Sensitivity Analysis

Emukit Sensitivity Analysis

A possible definition of sensitivity analysis is the following: The study of how uncertainty in the output of a model (numerical or otherwise) can be apportioned to different sources of uncertainty in the model input (Saltelli et al., 2004). A related practice is ‘uncertainty analysis’, which focuses rather on quantifying uncertainty in model output. Ideally, uncertainty and sensitivity analyses should be run in tandem, with uncertainty analysis preceding in current practice.

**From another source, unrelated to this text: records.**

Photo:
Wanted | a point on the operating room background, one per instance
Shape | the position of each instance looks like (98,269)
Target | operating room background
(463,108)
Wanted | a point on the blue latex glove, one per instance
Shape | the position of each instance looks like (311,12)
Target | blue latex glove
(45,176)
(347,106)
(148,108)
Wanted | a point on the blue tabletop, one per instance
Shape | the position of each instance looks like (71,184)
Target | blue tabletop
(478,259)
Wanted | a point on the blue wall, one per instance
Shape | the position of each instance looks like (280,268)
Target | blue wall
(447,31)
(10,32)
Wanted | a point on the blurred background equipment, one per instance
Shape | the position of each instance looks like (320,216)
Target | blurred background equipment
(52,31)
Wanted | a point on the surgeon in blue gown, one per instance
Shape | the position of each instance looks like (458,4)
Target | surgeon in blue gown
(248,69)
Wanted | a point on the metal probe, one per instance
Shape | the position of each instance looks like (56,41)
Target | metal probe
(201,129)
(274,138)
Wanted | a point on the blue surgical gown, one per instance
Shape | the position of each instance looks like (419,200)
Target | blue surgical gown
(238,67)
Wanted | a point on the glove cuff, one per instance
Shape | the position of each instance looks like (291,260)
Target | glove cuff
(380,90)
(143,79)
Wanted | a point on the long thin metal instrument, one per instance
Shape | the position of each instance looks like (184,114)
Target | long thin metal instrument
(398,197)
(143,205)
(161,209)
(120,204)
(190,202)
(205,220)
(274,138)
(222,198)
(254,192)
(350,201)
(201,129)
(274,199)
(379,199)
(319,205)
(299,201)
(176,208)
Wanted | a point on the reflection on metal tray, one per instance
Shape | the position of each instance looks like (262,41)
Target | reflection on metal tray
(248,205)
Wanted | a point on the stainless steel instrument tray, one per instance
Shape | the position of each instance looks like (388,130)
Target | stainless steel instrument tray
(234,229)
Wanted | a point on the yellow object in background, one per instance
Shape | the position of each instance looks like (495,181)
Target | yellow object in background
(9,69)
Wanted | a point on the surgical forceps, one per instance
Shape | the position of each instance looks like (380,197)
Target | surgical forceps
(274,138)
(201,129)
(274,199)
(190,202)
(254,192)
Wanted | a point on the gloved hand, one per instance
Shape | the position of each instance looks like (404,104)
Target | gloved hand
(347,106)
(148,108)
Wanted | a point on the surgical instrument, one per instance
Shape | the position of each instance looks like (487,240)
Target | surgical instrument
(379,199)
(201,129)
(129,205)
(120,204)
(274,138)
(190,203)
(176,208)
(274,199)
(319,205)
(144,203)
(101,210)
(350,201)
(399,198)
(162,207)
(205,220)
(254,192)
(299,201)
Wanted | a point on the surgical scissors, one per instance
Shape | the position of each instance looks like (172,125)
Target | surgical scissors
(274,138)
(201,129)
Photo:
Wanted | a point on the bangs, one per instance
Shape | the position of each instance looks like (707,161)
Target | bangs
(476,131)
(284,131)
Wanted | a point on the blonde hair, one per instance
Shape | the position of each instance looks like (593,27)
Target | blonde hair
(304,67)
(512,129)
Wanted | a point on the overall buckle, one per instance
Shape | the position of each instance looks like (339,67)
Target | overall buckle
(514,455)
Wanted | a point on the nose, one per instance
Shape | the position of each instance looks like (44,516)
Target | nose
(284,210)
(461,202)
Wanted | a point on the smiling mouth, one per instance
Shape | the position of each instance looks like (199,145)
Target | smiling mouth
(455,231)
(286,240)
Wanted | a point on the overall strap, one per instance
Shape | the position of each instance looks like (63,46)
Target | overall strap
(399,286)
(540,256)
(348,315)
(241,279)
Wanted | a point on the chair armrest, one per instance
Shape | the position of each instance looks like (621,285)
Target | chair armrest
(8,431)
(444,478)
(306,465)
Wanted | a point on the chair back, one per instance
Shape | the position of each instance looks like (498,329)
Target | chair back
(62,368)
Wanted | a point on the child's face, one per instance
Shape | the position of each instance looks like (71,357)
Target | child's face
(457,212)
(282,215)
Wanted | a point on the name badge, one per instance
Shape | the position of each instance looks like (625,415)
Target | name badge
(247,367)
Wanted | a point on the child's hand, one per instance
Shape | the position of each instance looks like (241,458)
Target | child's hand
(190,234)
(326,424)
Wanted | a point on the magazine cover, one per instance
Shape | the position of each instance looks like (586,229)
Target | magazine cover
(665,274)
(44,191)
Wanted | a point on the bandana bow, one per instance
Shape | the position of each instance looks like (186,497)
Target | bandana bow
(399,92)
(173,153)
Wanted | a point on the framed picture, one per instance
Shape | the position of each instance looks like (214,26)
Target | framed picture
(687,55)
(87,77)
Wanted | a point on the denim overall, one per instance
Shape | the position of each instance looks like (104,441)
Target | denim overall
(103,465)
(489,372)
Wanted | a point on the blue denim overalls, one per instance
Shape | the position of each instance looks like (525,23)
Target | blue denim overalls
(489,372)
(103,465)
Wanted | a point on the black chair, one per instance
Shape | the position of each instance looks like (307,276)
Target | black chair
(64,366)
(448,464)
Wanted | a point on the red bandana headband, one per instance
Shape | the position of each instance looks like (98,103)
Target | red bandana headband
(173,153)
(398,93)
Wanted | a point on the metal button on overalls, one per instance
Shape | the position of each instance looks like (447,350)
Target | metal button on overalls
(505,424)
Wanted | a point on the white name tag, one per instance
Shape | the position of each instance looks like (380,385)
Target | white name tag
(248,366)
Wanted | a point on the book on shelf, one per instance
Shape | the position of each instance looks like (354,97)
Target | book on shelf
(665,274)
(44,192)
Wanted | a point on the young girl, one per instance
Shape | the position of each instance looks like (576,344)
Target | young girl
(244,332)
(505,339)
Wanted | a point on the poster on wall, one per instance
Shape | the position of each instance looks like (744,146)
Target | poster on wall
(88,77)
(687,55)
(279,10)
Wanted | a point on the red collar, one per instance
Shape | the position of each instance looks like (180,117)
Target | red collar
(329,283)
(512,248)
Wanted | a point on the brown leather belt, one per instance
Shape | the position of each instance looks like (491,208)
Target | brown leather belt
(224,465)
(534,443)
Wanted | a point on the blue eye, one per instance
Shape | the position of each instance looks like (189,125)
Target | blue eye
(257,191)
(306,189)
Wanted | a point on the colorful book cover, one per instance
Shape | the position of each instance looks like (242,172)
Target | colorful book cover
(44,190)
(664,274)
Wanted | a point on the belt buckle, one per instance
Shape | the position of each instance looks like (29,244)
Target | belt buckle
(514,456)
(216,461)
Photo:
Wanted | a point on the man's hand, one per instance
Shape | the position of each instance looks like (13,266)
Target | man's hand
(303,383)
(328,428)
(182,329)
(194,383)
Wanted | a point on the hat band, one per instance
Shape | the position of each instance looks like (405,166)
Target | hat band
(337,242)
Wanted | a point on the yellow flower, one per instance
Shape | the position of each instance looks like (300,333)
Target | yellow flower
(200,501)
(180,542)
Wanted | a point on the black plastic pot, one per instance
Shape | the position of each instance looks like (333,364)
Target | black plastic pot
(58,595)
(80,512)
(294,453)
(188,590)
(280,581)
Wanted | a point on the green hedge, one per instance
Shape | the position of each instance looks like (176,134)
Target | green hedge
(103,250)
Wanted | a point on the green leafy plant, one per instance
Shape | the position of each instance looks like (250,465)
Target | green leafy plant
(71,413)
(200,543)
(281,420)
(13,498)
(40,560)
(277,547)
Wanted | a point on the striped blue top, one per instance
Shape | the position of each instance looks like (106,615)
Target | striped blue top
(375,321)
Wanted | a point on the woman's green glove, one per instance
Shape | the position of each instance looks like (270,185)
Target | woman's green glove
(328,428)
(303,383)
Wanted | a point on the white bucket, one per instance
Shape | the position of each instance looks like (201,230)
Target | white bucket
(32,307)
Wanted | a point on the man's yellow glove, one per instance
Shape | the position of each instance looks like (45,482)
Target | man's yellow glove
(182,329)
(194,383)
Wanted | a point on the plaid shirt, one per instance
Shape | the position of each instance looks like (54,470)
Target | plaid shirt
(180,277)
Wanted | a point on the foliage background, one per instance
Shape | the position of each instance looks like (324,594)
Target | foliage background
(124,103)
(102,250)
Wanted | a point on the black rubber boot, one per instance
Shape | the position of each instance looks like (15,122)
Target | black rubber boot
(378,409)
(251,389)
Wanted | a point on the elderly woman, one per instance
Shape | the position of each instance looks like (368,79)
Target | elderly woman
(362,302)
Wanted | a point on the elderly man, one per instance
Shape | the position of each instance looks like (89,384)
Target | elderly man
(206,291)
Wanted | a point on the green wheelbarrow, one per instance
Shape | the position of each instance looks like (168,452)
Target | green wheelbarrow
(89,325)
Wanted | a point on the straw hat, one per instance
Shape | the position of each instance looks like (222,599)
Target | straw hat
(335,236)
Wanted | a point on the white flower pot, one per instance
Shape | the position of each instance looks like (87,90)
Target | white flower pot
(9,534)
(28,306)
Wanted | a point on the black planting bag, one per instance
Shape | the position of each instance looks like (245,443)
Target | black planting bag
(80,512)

In Chapter 1 of Saltelli et al. (2008)

What is Sensitivity Analysis?

Study of how output uncertainty relates to input uncertainty
Determines which inputs contribute most to output variations
Complements uncertainty analysis which quantifies output uncertainty
Best practice: Run uncertainty analysis first, then sensitivity analysis

Local Sensitivity Analysis

Examines function sensitivity around a specific point
Uses partial derivatives (Jacobian matrix)
Only valid near operating point
Limited view - doesn’t capture global behavior
Useful for small perturbations around operating point

Global Sensitivity Analysis

Examines sensitivity across entire input domain
Uses ANOVA/Hoeffding-Sobol decomposition
Based on total variance of function
Requires assumptions about input distributions
More comprehensive than local analysis

The Maths

Total variance of function: \[\text{var}\left(g(\mathbf{ x})\right) = \left\langle g(\mathbf{ x})^2 \right\rangle _{p(\mathbf{ x})} - \left\langle g(\mathbf{ x}) \right\rangle _{p(\mathbf{ x})}^2\]
Expectation defined as: \[\left\langle h(\mathbf{ x}) \right\rangle _{p(\mathbf{ x})} = \int_\mathbf{ x}h(\mathbf{ x}) p(\mathbf{ x}) \text{d}\mathbf{ x}\]
\(p(\mathbf{ x})\) represents probability distribution of inputs

Input Density

Assume inputs are independent
Each input uniformly distributed
Scale inputs to [0,1] interval
Simplifies analysis while maintaining generality

Input Density Mathematics

Independent inputs means: \[p(\mathbf{ x}) = \prod_{i=1}^pp(x_i)\]
Uniform distribution on [0,1]: \[x_i \sim \mathcal{U}\left(0,1\right)\]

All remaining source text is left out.